The Centre has proposed a comprehensive revamp of the rural employment guarantee programme by replacing MGNREGA with a new law titled the Viksit Bharat Guarantee for Rozgar and Ajeevika Mission (Gramin). The proposed framework raises the annual employment guarantee to 125 days per household and shifts the scheme from an open-ended demand model to a centrally sponsored structure with a defined Centre state funding pattern. The redesign places stronger emphasis on durable rural infrastructure, improved planning, and tighter digital controls to address long-standing concerns over leakages and weak asset creation.

The government has initiated steps to overhaul the rural employment guarantee programme, signalling a structural shift away from the existing MG-NREGA framework. The proposed legislation, the Viksit Bharat Guarantee for Rozgar and Ajeevika Mission (Gramin) Act, is intended to modernise the scheme in line with changes in rural economic conditions and repeated audit findings highlighting inefficiencies and misuse of funds.


One of the most significant changes is the move from an open-ended, demand-driven model to a centrally sponsored scheme with a fixed funding structure. At present, the Centre bears the full cost of unskilled wages, which form nearly 75 percent of the total annual outlay of around INR 85,000-90,000 crore, while states contribute largely towards materials and skilled labour. Under the new framework, costs will be shared in a 60:40 ratio between the Centre and states, and 90:10 for north-eastern and hilly states, bringing uniformity with other central schemes.

The proposed law also increases the statutory guarantee of employment from 100 to 125 days per rural household. This expansion is aimed at providing stronger income support during periods of low agricultural activity. However, states will be allowed to identify up to 60 days in a year as no-work periods during peak farming seasons to avoid labour shortages for agriculture. If employment is not provided during eligible periods, the payment of unemployment allowance will remain a legal obligation.
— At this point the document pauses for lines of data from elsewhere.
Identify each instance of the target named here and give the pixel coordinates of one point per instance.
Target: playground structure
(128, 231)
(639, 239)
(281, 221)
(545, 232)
A sharper focus has been placed on the nature of works undertaken. The redesigned scheme prioritises the creation of durable and productive rural assets, including water conservation projects, rural connectivity, climate-resilient infrastructure, and livelihood-supporting facilities. This marks a clear shift from scattered short-term works towards projects that can improve farm productivity, resilience, and long-term rural incomes.

Planning and monitoring mechanisms are also set to be strengthened. Village-level plans will need to align with broader district and national platforms, ensuring better coordination and asset quality. Enhanced use of digital tools such as geo-tagging, real-time monitoring, and data-based fraud detection is intended to curb leakages that have been flagged in several official reviews over the years.

The revamp reflects the government's view that the existing programme, launched two decades ago, no longer fully matches current rural realities. Declining poverty levels, higher rural wages, and wider access to banking and digital systems have prompted a reassessment of how public employment programmes should function and what outcomes they should deliver.